Der CSU-Bezirksvorsitzende Georg Eisenreich hatte sein Fernbleiben damit begründet, dass die Demo zu einer Wahlkampfveranstaltung gegen die Unionsparteien werde. Das wurde der Nachmittag auf der Theresienwiese nicht: Harte Kritik an Unions-Kanzlerkandidat Friedrich Merz wurde formuliert, aber nicht überzogen. Weit entfernt vom Bühnenprogramm vor einem Jahr bei der Demo «gegen rechts», als manche Redner AfD, Ampel-Regierung und CSU in einen Topf warfen.

Aufstieg von rechts geschehe allmählich, und dann plötzlich

Das Fest der Demokratie beginnt diesen Samstag um Viertel vor zwei. Unzählige Menschen kommen mit selbstgemalten Plakaten und Schildern, mit klaren, fantasievollen Botschaften: «Als wir Frauen mehr Rechte forderten, meinten wir damit nicht Nazis.» Eine Familie ist mit Plakaten gekommen. Auf denen der Kinder steht: «Eigentlich müsste ich mein Zimmer aufräumen, aber das hier ist wichtiger.» Und: «In unserem Geschichtsbuch ist kein Platz für Wiederholungen.»

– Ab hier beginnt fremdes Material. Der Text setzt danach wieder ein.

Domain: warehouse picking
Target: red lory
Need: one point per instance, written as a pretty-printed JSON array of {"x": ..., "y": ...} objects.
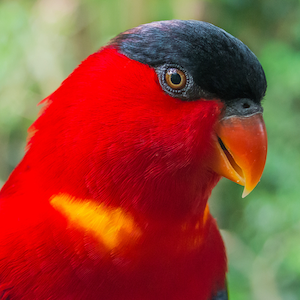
[{"x": 110, "y": 199}]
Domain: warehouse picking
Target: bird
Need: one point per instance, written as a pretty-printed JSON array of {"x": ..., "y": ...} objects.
[{"x": 110, "y": 201}]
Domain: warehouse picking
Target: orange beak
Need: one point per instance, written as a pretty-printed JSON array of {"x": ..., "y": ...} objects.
[{"x": 241, "y": 150}]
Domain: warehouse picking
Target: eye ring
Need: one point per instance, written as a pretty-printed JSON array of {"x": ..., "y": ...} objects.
[{"x": 175, "y": 78}]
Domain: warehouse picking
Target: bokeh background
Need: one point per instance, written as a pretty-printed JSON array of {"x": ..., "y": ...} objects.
[{"x": 41, "y": 42}]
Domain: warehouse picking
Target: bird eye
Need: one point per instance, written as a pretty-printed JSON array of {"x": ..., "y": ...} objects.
[{"x": 175, "y": 79}]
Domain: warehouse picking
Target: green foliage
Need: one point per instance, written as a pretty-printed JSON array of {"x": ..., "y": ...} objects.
[{"x": 42, "y": 41}]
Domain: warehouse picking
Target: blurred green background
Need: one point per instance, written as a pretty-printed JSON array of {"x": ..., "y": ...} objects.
[{"x": 41, "y": 42}]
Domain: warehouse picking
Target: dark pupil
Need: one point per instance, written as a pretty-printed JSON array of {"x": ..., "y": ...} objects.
[{"x": 175, "y": 78}]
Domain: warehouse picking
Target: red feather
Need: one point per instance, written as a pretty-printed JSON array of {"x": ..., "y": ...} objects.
[{"x": 110, "y": 136}]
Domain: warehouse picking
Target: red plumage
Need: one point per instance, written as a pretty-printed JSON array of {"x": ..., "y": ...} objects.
[{"x": 110, "y": 136}]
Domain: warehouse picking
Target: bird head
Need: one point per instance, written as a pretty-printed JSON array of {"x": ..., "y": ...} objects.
[{"x": 155, "y": 118}]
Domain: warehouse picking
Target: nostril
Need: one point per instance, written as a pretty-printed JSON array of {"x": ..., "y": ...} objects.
[{"x": 246, "y": 105}]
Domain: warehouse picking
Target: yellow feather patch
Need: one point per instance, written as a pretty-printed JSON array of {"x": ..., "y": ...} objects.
[{"x": 111, "y": 226}]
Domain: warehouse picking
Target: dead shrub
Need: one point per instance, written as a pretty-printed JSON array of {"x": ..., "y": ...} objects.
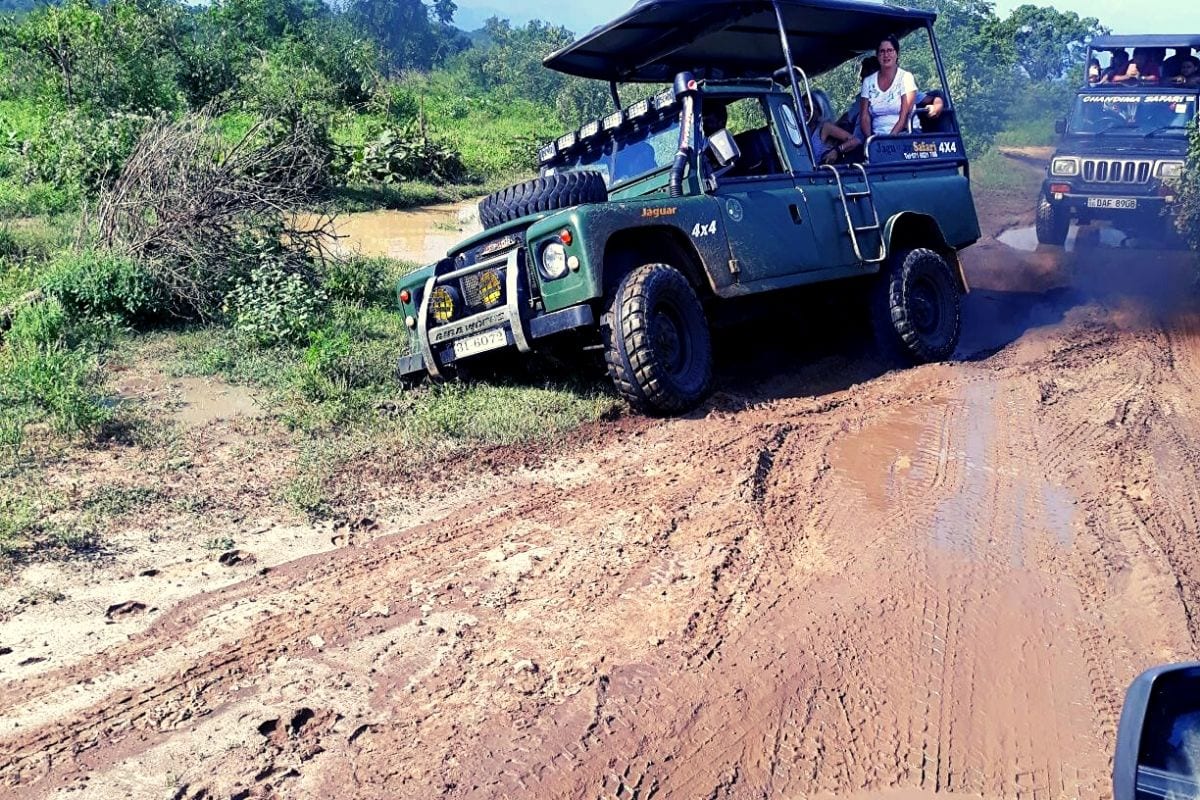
[{"x": 196, "y": 210}]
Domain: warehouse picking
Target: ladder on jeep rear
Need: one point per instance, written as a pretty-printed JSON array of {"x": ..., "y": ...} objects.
[{"x": 873, "y": 214}]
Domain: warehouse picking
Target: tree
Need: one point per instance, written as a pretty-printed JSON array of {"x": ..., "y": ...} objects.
[
  {"x": 412, "y": 34},
  {"x": 1049, "y": 43},
  {"x": 509, "y": 64}
]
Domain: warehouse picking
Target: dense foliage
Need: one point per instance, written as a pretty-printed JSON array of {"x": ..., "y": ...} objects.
[{"x": 1188, "y": 217}]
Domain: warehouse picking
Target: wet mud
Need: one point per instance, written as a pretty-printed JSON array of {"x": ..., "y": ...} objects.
[{"x": 831, "y": 581}]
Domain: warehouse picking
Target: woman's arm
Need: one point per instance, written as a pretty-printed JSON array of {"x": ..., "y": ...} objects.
[{"x": 906, "y": 104}]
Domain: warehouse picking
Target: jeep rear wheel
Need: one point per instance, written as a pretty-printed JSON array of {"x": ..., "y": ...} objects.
[
  {"x": 547, "y": 193},
  {"x": 1053, "y": 223},
  {"x": 916, "y": 308},
  {"x": 658, "y": 347}
]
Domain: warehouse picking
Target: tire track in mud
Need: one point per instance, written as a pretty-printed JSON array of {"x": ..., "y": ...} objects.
[{"x": 804, "y": 597}]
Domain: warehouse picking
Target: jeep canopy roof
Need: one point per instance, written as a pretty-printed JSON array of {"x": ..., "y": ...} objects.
[
  {"x": 658, "y": 38},
  {"x": 1155, "y": 40}
]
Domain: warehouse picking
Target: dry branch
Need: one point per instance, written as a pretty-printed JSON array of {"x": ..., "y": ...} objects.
[{"x": 187, "y": 205}]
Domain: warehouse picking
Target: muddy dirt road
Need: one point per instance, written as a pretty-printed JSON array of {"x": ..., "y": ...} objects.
[{"x": 826, "y": 582}]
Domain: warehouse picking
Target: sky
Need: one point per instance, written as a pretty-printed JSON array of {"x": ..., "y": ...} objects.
[{"x": 1122, "y": 16}]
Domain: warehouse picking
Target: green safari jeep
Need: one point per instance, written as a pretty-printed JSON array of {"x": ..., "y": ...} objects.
[{"x": 641, "y": 223}]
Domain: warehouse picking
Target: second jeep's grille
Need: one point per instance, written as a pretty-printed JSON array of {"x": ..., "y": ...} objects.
[{"x": 1116, "y": 170}]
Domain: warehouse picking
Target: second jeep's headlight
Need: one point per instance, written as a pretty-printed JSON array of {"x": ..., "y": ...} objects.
[
  {"x": 1065, "y": 167},
  {"x": 1169, "y": 169},
  {"x": 553, "y": 260}
]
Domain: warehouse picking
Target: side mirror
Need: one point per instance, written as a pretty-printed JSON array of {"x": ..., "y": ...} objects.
[
  {"x": 1158, "y": 740},
  {"x": 724, "y": 149}
]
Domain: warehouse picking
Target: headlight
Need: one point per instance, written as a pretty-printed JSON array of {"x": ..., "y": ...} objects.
[
  {"x": 553, "y": 260},
  {"x": 1065, "y": 167},
  {"x": 491, "y": 288},
  {"x": 1169, "y": 169},
  {"x": 443, "y": 304}
]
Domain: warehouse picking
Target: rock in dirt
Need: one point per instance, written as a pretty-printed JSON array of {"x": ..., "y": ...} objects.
[
  {"x": 129, "y": 608},
  {"x": 233, "y": 558}
]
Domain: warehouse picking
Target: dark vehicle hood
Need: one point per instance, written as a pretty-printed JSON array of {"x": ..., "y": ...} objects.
[
  {"x": 1163, "y": 146},
  {"x": 658, "y": 38}
]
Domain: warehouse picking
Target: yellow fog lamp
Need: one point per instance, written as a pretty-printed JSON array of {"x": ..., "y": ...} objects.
[
  {"x": 491, "y": 288},
  {"x": 443, "y": 304}
]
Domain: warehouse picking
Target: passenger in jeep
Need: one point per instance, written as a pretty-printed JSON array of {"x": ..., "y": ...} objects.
[
  {"x": 1174, "y": 66},
  {"x": 829, "y": 142},
  {"x": 1189, "y": 73},
  {"x": 1117, "y": 68},
  {"x": 888, "y": 96}
]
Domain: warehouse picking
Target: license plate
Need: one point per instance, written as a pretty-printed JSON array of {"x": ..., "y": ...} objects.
[
  {"x": 480, "y": 343},
  {"x": 1121, "y": 203}
]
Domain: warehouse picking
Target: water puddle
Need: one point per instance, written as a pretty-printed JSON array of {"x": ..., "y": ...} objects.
[
  {"x": 1026, "y": 239},
  {"x": 892, "y": 455},
  {"x": 949, "y": 457},
  {"x": 420, "y": 235}
]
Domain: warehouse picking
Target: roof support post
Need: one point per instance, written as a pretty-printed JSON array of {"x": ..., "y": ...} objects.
[
  {"x": 791, "y": 76},
  {"x": 941, "y": 67}
]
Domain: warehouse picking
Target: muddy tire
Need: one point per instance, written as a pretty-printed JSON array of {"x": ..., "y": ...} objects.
[
  {"x": 916, "y": 308},
  {"x": 547, "y": 193},
  {"x": 657, "y": 342},
  {"x": 1053, "y": 223}
]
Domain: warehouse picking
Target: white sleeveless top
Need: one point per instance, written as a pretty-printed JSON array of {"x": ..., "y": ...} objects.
[{"x": 886, "y": 104}]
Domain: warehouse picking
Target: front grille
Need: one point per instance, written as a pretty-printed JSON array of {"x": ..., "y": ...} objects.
[
  {"x": 472, "y": 294},
  {"x": 1116, "y": 170}
]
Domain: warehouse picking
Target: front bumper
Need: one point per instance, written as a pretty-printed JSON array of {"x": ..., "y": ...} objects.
[{"x": 516, "y": 318}]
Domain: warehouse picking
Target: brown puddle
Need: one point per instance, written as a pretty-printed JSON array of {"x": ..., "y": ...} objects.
[
  {"x": 420, "y": 235},
  {"x": 943, "y": 457}
]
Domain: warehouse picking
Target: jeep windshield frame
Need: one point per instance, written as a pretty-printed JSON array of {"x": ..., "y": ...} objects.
[{"x": 1128, "y": 113}]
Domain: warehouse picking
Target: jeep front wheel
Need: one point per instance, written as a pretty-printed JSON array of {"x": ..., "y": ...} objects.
[
  {"x": 916, "y": 308},
  {"x": 657, "y": 342},
  {"x": 1053, "y": 223}
]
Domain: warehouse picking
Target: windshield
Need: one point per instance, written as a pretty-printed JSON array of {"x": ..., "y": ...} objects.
[
  {"x": 1133, "y": 114},
  {"x": 628, "y": 156}
]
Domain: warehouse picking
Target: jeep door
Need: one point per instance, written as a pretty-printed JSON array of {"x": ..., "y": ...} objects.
[{"x": 767, "y": 220}]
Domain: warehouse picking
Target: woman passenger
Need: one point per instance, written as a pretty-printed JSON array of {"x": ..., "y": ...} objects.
[
  {"x": 831, "y": 143},
  {"x": 888, "y": 96}
]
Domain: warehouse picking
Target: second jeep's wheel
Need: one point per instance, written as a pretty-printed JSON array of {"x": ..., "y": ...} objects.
[
  {"x": 658, "y": 347},
  {"x": 547, "y": 193},
  {"x": 1053, "y": 223},
  {"x": 917, "y": 308}
]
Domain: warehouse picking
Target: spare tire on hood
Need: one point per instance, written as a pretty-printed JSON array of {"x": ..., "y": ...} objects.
[{"x": 546, "y": 193}]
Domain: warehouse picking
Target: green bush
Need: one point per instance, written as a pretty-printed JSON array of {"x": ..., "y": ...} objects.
[
  {"x": 276, "y": 304},
  {"x": 105, "y": 286},
  {"x": 1187, "y": 216},
  {"x": 405, "y": 154},
  {"x": 77, "y": 149},
  {"x": 42, "y": 377},
  {"x": 357, "y": 280},
  {"x": 283, "y": 84}
]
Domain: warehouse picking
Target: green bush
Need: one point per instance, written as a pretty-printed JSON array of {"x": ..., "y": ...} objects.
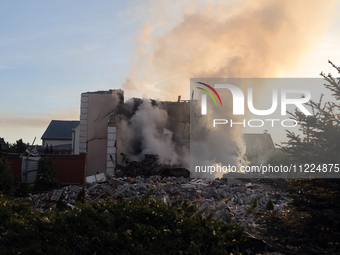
[
  {"x": 137, "y": 226},
  {"x": 46, "y": 176},
  {"x": 6, "y": 178},
  {"x": 23, "y": 189}
]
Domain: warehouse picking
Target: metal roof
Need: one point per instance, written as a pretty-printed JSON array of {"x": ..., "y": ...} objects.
[{"x": 60, "y": 129}]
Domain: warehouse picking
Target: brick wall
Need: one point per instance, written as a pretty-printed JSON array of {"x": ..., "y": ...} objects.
[{"x": 70, "y": 168}]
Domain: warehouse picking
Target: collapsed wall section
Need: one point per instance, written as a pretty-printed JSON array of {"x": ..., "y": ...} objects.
[{"x": 96, "y": 108}]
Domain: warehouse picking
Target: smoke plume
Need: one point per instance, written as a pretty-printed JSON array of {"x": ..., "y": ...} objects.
[{"x": 238, "y": 39}]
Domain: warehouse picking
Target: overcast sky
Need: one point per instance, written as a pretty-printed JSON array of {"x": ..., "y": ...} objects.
[{"x": 52, "y": 51}]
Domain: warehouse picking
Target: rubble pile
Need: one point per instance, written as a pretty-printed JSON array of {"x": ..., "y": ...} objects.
[
  {"x": 229, "y": 199},
  {"x": 150, "y": 166}
]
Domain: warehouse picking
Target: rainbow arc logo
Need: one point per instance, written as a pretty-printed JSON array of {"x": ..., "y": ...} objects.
[{"x": 209, "y": 93}]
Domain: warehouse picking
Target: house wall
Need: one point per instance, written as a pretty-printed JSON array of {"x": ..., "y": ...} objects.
[
  {"x": 55, "y": 142},
  {"x": 75, "y": 140},
  {"x": 95, "y": 111}
]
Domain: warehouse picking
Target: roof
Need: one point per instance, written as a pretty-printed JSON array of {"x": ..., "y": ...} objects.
[
  {"x": 60, "y": 129},
  {"x": 263, "y": 141}
]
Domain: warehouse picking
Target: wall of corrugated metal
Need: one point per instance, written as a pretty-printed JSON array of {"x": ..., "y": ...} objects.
[{"x": 29, "y": 169}]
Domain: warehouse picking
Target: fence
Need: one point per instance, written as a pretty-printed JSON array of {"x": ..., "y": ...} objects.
[{"x": 70, "y": 168}]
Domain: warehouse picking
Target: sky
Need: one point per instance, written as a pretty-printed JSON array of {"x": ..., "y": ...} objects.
[{"x": 52, "y": 51}]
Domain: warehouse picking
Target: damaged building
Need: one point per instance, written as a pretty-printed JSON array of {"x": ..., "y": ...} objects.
[
  {"x": 113, "y": 133},
  {"x": 146, "y": 132}
]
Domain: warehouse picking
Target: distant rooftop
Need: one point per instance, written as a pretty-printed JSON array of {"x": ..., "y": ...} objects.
[{"x": 60, "y": 129}]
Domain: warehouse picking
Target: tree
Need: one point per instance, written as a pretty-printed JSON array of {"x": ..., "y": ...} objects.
[
  {"x": 47, "y": 151},
  {"x": 6, "y": 178},
  {"x": 311, "y": 223},
  {"x": 46, "y": 176}
]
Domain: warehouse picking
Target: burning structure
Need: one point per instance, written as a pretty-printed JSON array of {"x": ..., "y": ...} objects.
[{"x": 114, "y": 133}]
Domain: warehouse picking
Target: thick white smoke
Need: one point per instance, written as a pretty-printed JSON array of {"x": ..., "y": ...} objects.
[
  {"x": 146, "y": 132},
  {"x": 218, "y": 39}
]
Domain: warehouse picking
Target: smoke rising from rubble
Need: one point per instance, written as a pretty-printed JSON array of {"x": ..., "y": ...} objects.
[
  {"x": 241, "y": 39},
  {"x": 145, "y": 133}
]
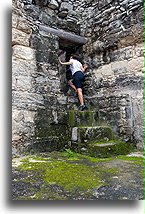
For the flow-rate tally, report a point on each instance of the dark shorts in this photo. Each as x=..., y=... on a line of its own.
x=69, y=75
x=78, y=79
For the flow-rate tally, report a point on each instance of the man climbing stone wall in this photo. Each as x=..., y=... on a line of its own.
x=115, y=53
x=114, y=83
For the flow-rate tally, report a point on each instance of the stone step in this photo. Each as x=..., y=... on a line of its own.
x=85, y=135
x=83, y=118
x=108, y=149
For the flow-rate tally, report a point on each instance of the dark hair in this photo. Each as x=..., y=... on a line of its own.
x=74, y=56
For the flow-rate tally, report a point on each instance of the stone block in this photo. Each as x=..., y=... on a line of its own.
x=23, y=67
x=104, y=71
x=53, y=4
x=66, y=6
x=22, y=52
x=136, y=65
x=79, y=118
x=108, y=149
x=20, y=37
x=85, y=135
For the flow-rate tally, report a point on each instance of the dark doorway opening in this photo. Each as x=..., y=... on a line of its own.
x=66, y=50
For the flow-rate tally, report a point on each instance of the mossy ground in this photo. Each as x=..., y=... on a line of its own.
x=68, y=175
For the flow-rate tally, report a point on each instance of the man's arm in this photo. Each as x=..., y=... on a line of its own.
x=65, y=63
x=83, y=68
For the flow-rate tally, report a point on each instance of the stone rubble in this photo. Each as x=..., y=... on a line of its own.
x=114, y=79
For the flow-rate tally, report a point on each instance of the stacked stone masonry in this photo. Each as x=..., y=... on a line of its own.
x=114, y=79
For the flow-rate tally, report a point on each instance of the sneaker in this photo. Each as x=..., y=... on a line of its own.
x=82, y=107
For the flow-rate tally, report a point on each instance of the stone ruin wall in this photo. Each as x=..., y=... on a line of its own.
x=114, y=80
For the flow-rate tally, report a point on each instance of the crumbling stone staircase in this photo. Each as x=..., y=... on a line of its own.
x=90, y=138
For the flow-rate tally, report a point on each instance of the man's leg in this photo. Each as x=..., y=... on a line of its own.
x=80, y=96
x=72, y=85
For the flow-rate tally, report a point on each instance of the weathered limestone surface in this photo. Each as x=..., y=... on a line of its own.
x=114, y=80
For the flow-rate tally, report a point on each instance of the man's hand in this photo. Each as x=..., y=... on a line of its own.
x=85, y=66
x=59, y=61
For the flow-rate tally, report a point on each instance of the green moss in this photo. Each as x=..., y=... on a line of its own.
x=68, y=175
x=109, y=150
x=71, y=118
x=124, y=157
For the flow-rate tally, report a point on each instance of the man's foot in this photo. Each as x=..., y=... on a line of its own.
x=82, y=107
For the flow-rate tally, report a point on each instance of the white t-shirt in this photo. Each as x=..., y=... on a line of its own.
x=76, y=66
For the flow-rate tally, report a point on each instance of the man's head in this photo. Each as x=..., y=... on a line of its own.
x=74, y=56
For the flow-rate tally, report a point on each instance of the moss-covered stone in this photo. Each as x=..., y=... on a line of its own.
x=109, y=149
x=68, y=175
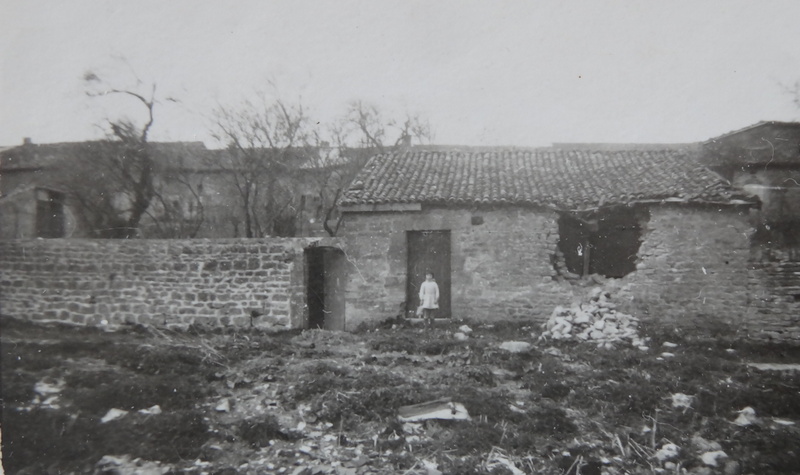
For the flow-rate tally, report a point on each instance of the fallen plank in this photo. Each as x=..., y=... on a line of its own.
x=443, y=409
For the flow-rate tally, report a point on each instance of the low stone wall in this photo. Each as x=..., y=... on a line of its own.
x=156, y=281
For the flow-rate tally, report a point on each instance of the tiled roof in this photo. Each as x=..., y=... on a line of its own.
x=562, y=179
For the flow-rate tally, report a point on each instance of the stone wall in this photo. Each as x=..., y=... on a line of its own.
x=774, y=284
x=500, y=269
x=695, y=269
x=156, y=281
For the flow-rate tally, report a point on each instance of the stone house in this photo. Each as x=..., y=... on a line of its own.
x=511, y=233
x=762, y=159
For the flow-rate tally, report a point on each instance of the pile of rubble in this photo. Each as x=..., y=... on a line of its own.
x=596, y=321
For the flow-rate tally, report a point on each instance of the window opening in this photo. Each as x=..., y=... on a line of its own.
x=604, y=242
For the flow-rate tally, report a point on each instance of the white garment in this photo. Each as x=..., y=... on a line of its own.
x=429, y=294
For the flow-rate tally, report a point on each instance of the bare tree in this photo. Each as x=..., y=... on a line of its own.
x=263, y=142
x=360, y=134
x=112, y=180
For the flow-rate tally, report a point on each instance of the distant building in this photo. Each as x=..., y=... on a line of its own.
x=197, y=193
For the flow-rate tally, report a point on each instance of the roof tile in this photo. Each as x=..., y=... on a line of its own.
x=558, y=178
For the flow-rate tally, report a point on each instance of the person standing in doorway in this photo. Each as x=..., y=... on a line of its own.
x=429, y=297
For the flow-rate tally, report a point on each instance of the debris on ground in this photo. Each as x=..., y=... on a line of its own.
x=125, y=465
x=113, y=414
x=667, y=452
x=334, y=403
x=442, y=409
x=747, y=417
x=597, y=321
x=681, y=401
x=712, y=459
x=515, y=346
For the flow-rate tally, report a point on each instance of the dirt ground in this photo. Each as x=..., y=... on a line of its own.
x=152, y=400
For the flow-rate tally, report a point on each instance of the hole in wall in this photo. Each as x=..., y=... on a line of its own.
x=604, y=242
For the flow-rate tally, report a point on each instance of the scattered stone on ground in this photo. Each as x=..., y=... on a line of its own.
x=113, y=414
x=151, y=411
x=124, y=465
x=681, y=401
x=515, y=346
x=747, y=416
x=597, y=321
x=667, y=452
x=713, y=458
x=775, y=366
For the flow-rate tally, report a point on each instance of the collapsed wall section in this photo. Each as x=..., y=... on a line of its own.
x=220, y=282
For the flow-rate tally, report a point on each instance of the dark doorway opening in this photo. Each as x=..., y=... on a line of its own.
x=49, y=213
x=325, y=281
x=428, y=251
x=605, y=242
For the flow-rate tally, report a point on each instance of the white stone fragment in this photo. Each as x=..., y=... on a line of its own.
x=682, y=401
x=667, y=452
x=712, y=458
x=515, y=346
x=747, y=416
x=113, y=414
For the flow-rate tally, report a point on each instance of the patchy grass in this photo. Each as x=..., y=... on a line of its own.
x=317, y=397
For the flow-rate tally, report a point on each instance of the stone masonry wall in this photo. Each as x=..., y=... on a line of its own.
x=155, y=281
x=500, y=269
x=774, y=284
x=693, y=268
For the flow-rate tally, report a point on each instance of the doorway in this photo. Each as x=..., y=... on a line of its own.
x=325, y=281
x=428, y=251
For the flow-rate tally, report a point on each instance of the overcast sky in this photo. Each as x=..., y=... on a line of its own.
x=484, y=73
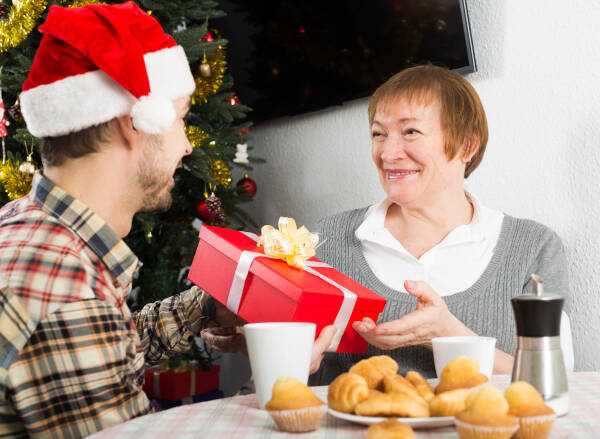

Ein Teilnehmer hält ein Schild mit der Aufschrift ’Wir können was dafür, wenn wir nichts dagegen tun’ auf einer Kundgebung gegen die extreme Rechte auf der Theresienwiese in München am 8. Februar 2025.

Federführend organisiert hat die Demo der Verein «München ist bunt», seit Jahren wichtiger Akteure im Kampf pro Demokratie und gegen Rechtsextremismus in der Stadt. Micky Wenngatz, die Vorsitzende, hat im Vorfeld angekündigt, dass sie eine sehr große Lautsprecheranlage organisiert hätten, sodass alle alles verstehen würden. Das war zu viel versprochen. Als die Kundgebung gegen Viertel nach zwei beginnt, hören viele der Teilnehmenden, die weit entfernt von der Bühne stehen, wenig oder nichts. Die Kapazität der Anlage reicht nicht, mit einem solchen Andrang hätten sie nicht gerechnet, sagt Orga-Sprecher Luca Barakat. Das Mobilfunknetz bricht auch teilweise zusammen, Telekom-Kunden haben Pech.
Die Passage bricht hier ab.